This website covers knowledge management, personal effectiveness, theory of constraints, amongst other topics. Opinions expressed here are strictly those of the owner, Jack Vinson, and those of the commenters.

Home for groups

Kris Olson at Wiki That suggests that What's Missing Is a 'Home' for Groups

All of this is also very focused on the individual. What's MISSING in all of this is the nature of the interruptions – the CONTEXT.

Obviously, most of our interruptions come from others – people we collaborate with. And each collaboration usually includes some other folks because we tend to collaborate in groups. Groups give interruptions context. Yet, there is no infrastructure that supports the 'group' - just the one-to-one communications that individuals get interrupted by.

Eemails, RSS Feeds, cell phones. desk top documents – it's all just bits of incomplete data that force us to connect with the other person to complete it, loop around with others so they get the new data, etc, etc., ...

As you might guess from the name of Kris' blog, one solution to the "group home" question could be the wiki.  Create context via the wiki, and have good use of web feeds, and the group context can be maintained in a single place.  I can see his point, but then I am not so sure this solves the full problem.  We know that organizations and projects are made of people, but any technology solution still ends up requiring that individuals use the tools.  And there is that annoying problem that we can never write down as much as we know.  Over time, however, people can get a sense for what is going on by observing the Home.

Kris' article is based on the much-discussed Clive Thompson NYT Magazine article, Meet the Life Hackers.  A major aspect of what Thompson discusses is the problem of getting things done in a world of interruptions.  In relation to groups, people who physically work together have more interruptions ...

But they have better interruptions, because their co-workers have a social sense of what they are doing.
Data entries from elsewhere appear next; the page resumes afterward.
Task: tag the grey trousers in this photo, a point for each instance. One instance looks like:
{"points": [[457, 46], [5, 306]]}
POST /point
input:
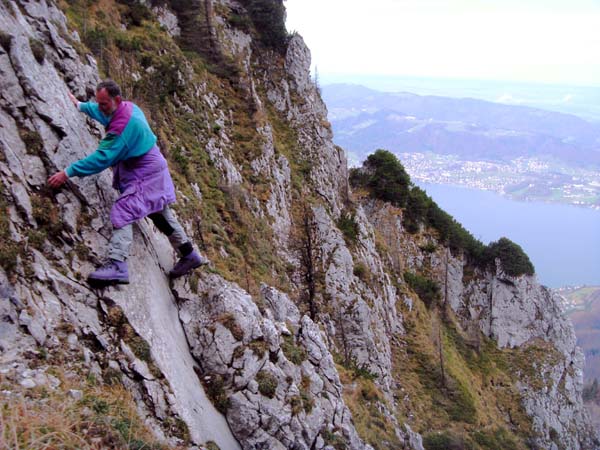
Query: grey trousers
{"points": [[165, 221]]}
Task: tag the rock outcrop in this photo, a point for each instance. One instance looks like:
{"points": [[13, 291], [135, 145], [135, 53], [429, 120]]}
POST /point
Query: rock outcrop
{"points": [[303, 333]]}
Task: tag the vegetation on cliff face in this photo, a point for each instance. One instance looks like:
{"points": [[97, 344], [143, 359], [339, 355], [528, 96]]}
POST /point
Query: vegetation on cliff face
{"points": [[385, 179]]}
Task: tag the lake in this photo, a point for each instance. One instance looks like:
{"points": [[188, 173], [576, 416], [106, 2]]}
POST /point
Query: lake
{"points": [[562, 241]]}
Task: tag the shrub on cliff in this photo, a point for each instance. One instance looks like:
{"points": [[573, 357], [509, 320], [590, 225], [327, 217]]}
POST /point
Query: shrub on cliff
{"points": [[268, 17], [385, 178], [514, 260]]}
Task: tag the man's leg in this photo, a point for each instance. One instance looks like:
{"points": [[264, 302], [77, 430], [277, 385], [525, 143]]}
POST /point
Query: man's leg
{"points": [[120, 242], [115, 270], [166, 222]]}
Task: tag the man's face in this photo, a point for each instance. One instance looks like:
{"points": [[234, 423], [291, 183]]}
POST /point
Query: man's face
{"points": [[107, 104]]}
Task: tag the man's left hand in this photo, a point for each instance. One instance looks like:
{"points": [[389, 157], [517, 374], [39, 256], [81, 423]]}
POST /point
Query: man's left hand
{"points": [[58, 179]]}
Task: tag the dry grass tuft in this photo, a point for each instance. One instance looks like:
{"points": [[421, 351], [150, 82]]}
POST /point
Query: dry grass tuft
{"points": [[74, 416]]}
When you work next to other people, they can sense whether you're deeply immersed, panicking or relatively free and ready to talk -- and they interrupt you accordingly.

What is it that looks like "home?"  This gets back to the idea of shared context again.  The group has a familiar vibe due to its language, style and the people who participate.  In the physical world, I get a sense of what's going on from all these queues, but overwhelmingly from the queues that you provide back to me in our interactions.  If I hear you grunting and cursing at your project, I am less likely to interrupt you to talk about yet another problem with the project.  I might interrupt you to suggest coffee, if I know that kind of thing works for you. 

In the virtual world, we lose much of the immediacy of the feedback loop, though we can get pieces of it from some of the technologies we have available.  I think, however, they are not enough.  At some point, I still need to make a direct request for your attention, and I can't truly know how "interruptible" you are until I make the attempt.

I wonder what our virtual "group homes" will look like in the future.